Aşkın Merhemi

60 Görüntüleme
2 Dak. Okuma

Kardelenlerin zemheri soğuğunun ıstırabını yudumlayarak tebessümle güneşi selamlamasındaki tılsımdı belki de aşk…

Okumak yetmiyordu; kazana atlayıp o esrarengiz iksire kanmak gerekiyordu zannımca!

Yağmurun ilk damlasının saçının hangi teline düşeceğini kestirememek gibi avare adımların serseri yürüyüşün yüzünde belirmesi…

Bulutların rüzgarla şekilden şekle girmesiyle parmağını uzatıp anlamlı resimler çizmek…

En çok sevdiğini tam resmettiğini zannederken rüzgarın asabiyeti ile bozulan baş yapıtın çöp bile olamaması…

Hayalini kurup, onlarca kez yazıp senaryolaştırdığı rüyaya bütçe yetersizliği…

Ruh ile bedenin arasındaki korkuluksuz sırat köprüsünden usta bir akrobat cesareti ile geçişin sınav kağıdı…

Köprünün sonu tam bir bilinmezlik… Şansına ne çıkarsa… Sakın aşağı bakmama diye çığlık atan iç sesin ürpertisi…

Aşk, zengin bir yazma tutkusuydu, ancak meta ile harmanlandığında yoksulluğa depar atış…

Gönül kaleme emretti! Yaz dostum. İçinden ne geliyorsa ama çağa ayak uydur, taşlanmak istemiyorsan diye de hafiften çekti kulakları…

Kağıt, aşıkların günah keçisi oldu. Terledi, titredi ama sahibi olur vermeden mahreme göstermedi yüzünü. Sır da vermedi, ser de…
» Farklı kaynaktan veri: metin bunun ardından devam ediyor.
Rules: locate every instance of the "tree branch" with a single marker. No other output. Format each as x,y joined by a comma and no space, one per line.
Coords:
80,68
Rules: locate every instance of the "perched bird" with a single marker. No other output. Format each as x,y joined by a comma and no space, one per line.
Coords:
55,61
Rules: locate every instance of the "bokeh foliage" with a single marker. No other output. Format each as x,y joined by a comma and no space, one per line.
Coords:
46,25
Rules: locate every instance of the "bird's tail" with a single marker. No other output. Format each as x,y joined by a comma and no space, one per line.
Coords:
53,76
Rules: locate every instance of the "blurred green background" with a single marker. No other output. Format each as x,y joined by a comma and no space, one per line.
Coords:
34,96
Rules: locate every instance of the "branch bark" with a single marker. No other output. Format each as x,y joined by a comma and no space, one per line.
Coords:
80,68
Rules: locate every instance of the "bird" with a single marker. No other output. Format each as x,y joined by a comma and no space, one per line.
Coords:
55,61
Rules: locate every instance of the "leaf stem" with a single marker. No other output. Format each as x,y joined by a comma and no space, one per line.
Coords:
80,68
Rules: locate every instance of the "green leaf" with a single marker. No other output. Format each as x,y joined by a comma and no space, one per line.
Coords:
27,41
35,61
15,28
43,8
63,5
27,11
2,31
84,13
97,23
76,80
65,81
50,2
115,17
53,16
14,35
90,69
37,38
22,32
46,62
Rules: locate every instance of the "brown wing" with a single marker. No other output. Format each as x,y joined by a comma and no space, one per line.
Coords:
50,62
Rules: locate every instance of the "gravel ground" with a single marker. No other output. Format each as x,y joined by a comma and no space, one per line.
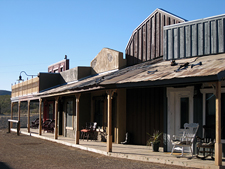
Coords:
22,152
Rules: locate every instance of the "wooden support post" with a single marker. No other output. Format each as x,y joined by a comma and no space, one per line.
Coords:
28,116
56,118
77,132
40,109
18,127
218,144
109,110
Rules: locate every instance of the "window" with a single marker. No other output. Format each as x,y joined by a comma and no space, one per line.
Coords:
69,114
184,111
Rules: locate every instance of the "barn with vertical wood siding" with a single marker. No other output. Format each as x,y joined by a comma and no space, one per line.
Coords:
195,38
146,41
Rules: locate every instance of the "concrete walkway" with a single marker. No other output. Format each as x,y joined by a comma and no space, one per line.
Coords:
133,152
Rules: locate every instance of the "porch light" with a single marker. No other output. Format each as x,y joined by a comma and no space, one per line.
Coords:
20,77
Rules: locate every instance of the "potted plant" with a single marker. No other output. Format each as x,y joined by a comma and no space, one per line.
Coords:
154,140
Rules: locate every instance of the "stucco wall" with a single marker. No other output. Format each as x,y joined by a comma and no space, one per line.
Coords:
106,60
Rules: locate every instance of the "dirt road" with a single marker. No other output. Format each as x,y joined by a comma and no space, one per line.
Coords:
22,152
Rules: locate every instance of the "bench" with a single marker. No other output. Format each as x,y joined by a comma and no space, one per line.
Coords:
18,125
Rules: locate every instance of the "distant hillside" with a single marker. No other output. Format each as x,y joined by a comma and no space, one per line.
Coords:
5,92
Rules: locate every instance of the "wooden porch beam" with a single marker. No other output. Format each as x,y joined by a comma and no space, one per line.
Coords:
218,144
56,118
28,116
109,110
40,109
77,132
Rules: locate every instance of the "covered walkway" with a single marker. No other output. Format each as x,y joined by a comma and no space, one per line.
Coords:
133,152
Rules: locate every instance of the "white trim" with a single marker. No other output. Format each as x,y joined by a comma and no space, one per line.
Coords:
204,91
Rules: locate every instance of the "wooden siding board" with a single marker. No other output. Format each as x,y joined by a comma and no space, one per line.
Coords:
144,43
213,37
162,22
165,46
194,40
149,30
182,45
220,38
188,41
175,47
200,38
140,56
153,37
143,122
170,43
207,38
157,35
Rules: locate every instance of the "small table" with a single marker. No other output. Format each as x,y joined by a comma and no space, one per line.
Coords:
205,146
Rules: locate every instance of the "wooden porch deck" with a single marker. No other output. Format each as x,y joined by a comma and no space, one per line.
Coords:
133,152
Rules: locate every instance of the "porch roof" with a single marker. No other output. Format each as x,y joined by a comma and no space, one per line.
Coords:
151,73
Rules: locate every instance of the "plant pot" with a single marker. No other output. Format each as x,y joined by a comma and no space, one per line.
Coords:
155,146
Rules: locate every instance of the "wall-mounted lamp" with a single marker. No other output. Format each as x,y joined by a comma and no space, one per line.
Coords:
20,77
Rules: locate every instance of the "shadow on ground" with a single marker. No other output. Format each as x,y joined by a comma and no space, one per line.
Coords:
4,166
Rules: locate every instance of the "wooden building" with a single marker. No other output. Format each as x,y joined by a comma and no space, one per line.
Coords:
146,41
147,91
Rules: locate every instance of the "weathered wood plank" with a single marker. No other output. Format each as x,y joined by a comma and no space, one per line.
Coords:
200,39
144,42
140,43
194,40
213,37
153,37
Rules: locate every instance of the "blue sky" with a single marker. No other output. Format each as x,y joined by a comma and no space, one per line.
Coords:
37,33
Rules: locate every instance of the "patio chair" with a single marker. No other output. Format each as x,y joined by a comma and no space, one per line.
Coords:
35,123
89,131
185,138
205,145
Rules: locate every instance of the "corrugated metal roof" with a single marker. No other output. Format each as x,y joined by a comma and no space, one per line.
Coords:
155,72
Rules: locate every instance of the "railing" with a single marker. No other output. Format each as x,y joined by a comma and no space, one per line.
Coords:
25,88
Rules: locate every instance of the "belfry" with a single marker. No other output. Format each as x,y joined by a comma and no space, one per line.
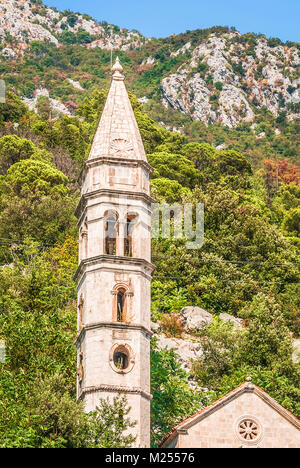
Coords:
115,270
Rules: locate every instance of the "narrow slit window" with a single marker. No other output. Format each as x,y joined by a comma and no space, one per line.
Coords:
120,305
111,235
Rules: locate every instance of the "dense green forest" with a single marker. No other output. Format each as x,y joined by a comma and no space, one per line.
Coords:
249,265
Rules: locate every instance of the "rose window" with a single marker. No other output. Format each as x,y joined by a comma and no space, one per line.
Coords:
248,430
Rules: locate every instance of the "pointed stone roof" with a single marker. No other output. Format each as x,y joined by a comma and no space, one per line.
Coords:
118,135
246,387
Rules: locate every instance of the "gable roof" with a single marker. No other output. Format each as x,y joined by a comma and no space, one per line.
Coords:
246,387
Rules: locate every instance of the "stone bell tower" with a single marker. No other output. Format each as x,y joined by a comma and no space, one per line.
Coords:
115,269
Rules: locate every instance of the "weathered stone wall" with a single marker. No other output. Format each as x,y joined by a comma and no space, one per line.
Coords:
221,428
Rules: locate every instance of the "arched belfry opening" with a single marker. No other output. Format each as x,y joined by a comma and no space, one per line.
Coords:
131,221
121,299
110,233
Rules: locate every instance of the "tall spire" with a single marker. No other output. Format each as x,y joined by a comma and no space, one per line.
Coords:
118,134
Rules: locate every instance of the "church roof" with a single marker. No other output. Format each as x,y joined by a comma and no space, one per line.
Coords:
246,387
117,135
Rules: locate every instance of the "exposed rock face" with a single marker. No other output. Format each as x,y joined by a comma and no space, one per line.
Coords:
9,53
224,81
76,84
195,318
185,349
26,22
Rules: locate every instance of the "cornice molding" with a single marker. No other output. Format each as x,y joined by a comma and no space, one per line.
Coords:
110,192
112,325
114,389
113,260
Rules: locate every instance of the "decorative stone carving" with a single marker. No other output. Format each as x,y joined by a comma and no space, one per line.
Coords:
249,430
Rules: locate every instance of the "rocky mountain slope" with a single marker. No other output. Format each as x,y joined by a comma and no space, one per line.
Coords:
225,78
27,21
214,76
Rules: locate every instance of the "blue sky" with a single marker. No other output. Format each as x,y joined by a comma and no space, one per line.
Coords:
160,18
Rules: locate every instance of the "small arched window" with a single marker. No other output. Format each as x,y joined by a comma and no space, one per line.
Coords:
121,297
111,231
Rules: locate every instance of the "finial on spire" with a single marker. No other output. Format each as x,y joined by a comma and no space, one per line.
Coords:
249,383
117,70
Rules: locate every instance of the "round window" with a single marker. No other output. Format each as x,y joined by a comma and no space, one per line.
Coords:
249,430
121,358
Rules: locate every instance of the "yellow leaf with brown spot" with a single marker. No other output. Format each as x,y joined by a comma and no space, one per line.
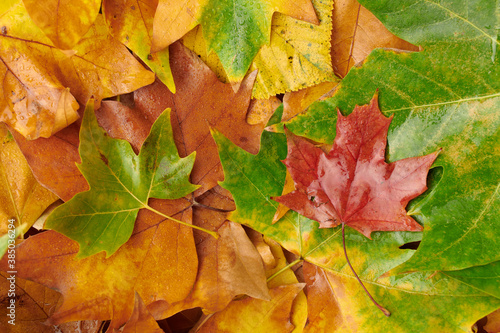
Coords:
22,198
255,316
41,84
158,262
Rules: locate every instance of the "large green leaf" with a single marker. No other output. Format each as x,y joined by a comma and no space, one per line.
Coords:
485,278
450,305
446,96
121,182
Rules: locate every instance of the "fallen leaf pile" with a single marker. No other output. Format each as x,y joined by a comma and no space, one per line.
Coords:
174,166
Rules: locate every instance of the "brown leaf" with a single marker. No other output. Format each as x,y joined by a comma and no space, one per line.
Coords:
493,324
355,33
296,102
33,99
64,22
36,99
158,262
200,103
353,184
22,197
254,315
228,267
141,320
323,310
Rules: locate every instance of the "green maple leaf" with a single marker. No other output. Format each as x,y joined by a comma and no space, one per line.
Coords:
234,30
445,96
451,304
121,182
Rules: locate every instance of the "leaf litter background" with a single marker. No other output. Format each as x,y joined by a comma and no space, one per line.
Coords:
442,89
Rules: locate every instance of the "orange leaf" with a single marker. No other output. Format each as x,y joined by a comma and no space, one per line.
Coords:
141,320
228,267
254,315
159,262
63,21
355,33
36,99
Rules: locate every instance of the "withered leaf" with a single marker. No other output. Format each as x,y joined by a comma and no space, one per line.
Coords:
353,184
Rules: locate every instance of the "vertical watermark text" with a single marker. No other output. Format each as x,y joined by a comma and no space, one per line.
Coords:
11,264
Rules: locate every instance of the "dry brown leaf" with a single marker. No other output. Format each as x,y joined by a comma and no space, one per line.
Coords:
261,110
38,77
22,197
141,320
159,262
34,303
63,21
200,103
355,33
254,315
323,310
228,267
493,324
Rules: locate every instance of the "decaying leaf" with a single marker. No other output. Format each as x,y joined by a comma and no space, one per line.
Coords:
297,56
42,83
33,305
355,33
121,182
235,31
131,22
158,262
141,320
63,22
254,315
353,184
22,198
200,103
239,266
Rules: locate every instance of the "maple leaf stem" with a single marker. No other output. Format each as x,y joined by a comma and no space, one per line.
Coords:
384,310
212,233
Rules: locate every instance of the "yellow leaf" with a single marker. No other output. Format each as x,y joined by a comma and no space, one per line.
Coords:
254,315
22,198
63,21
298,55
33,99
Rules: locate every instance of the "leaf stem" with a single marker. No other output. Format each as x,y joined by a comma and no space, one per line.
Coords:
284,269
212,233
384,310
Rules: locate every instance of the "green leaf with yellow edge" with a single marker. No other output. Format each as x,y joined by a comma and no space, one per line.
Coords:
485,278
234,30
445,96
298,55
121,182
448,301
63,22
22,198
132,24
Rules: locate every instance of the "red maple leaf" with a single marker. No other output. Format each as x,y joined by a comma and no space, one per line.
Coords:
353,184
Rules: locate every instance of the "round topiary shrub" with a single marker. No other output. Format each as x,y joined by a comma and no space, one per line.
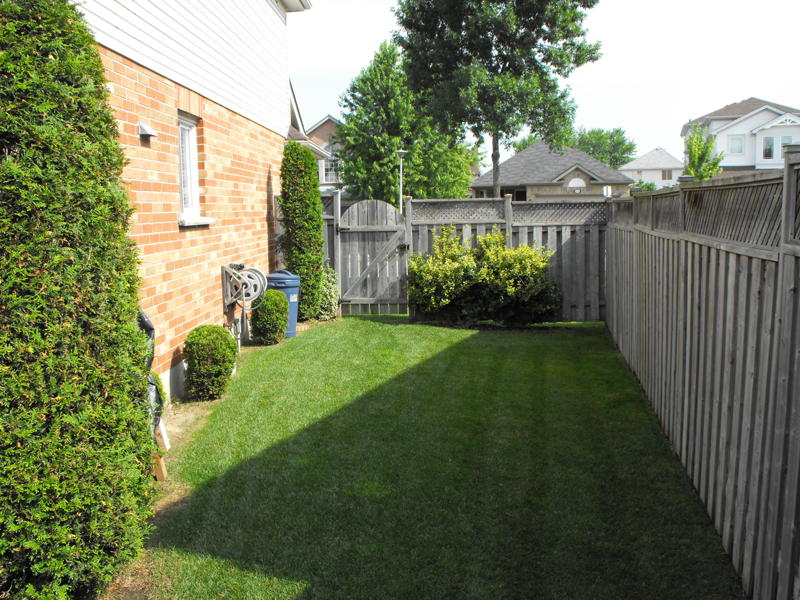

Yuva mutlu dönen aşıklar ruhunu dinlendirdi, ayrılıklar tedavisi imkansız bir kansere… Merhem mi? Aşk yarasına merhem üretmek şimdi aklıma geldi.

Okuyanlar için tecrübe, tecrübe edemeyenler de ise son kapıdan kaçış…

Ötanazi, ruha da bedene de iyi gelmiyordu…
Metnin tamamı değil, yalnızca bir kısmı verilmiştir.